Furthermore, diagnoses find their way into the clinical record. Once a label is down on paper it can influence the outcome of court cases, career aspirations, and the quality and nature of medical care. Many have noted the chill that a diagnosis of “Borderline Personality Disorder” can give to subsequent providers, whether or not it is accurate. Similar unintended effects can happen with depression, anxiety disorders, or other problems.  This can be entirely appropriate: if an airline pilot is in the throes of major depression we want to know this. Capriciously given, however, or assigned as a routine part of a clinical consultation, a diagnosis can have long-lasting and damaging effects that outweigh any beneficial elements of the encounter.

Clients themselves are often unaware of the potential long-term difficulties associated with receiving a diagnosis. It is not uncommon for a university student to petition me for a diagnosis of ADD or anxiety disorder to be provided to examination staff. Except in extreme circumstances I have become very resistant to these requests. It is a service provided readily by many practitioners, but is not one I am obliged to offer as part of my work – and I have seen too many unintended negative consequences of casual diagnosis.

Some people have said to me, “Isn’t there an ethical requirement to assign a formal diagnosis prior to conducting therapy?” Actually, there isn’t. There is a requirement to conduct a proper assessment to see what’s going on. But the assigning of a label is optional.

First, do no harm. If I am doing something that runs a significant risk of causing harm to a client, I had better know that the likely benefits of such an act outweigh those risks.
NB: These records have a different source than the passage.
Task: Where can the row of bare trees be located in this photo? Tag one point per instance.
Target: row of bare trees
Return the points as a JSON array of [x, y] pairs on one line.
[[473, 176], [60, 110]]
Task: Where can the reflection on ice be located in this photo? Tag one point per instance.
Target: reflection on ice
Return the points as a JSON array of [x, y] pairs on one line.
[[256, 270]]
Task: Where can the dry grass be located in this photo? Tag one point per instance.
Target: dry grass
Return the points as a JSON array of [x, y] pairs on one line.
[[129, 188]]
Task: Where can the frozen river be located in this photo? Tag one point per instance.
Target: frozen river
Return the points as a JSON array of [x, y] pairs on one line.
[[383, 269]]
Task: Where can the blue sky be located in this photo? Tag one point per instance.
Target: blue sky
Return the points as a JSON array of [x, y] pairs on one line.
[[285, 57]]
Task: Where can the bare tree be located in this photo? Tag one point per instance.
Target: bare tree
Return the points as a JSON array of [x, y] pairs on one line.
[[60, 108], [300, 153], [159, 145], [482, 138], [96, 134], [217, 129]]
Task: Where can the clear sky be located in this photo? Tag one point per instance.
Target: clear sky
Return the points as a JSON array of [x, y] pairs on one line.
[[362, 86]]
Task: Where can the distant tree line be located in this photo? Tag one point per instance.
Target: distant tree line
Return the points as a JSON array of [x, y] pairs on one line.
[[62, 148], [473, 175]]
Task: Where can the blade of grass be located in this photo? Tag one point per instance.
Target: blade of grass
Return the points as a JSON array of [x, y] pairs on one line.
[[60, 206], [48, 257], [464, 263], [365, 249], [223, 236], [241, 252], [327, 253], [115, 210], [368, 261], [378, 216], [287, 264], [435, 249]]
In the case of diagnosis the benefits have become steadily less apparent to me, and the downside steadily more visible.

Partly I have become less enthusiastic about diagnosis because I fail to see its usefulness in most circumstances. Partly it’s because I see it as a potential ethical failing.
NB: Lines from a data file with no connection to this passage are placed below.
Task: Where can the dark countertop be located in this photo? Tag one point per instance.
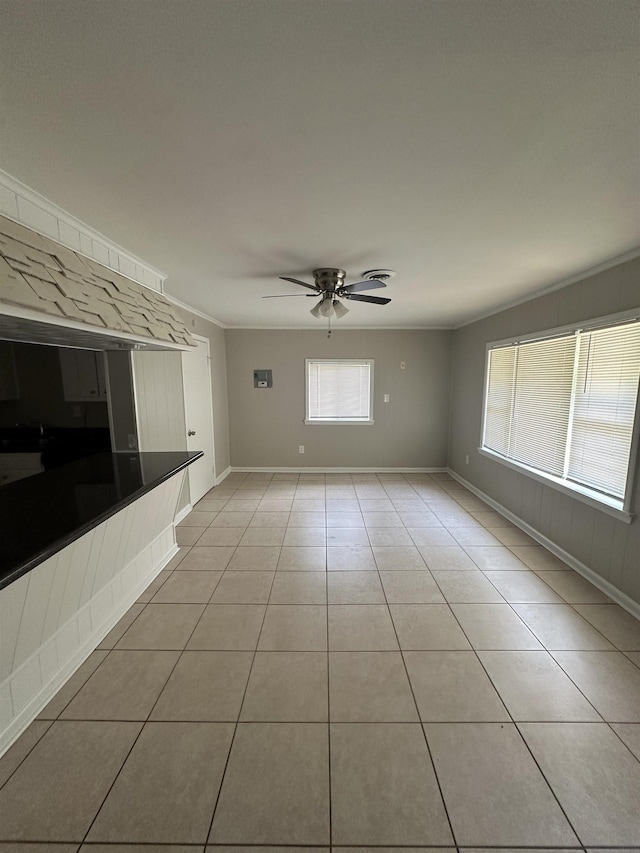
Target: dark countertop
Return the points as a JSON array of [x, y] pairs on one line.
[[40, 515]]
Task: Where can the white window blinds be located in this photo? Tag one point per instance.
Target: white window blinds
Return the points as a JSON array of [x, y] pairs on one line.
[[565, 406], [339, 390], [605, 402]]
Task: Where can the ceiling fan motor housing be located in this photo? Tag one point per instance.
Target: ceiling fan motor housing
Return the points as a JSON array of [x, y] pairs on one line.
[[329, 279]]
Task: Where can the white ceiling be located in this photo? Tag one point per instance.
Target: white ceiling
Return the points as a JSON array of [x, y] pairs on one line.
[[484, 150]]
Maybe we should be trying to understand our clients more, and oversimplify them less. Just a thought.

1 comment:

  1. A very good post. It is a tenant of medicine to diagnose and then treat, however, mental health issues are much harder to cleanly ascribe meaningful metrics to as one can when there is the ability to measure function such as kidney perfusion and cardiac function. What one individual feels and describes as mild or moderate depression may really simply be a bad day and not fit the true emotional and physical angst of depression. The subjective nature of trying to quantify mental health illnesses poses problems. Labels can lead one to place to much emphasis on being depressed or having depression rather than going through a bout of depression. We still need to find better methods to not only intervene before mental health issues become severe but to treat mental health issues when they are severe. It can be a long and hard road to recovery/remission/improved function.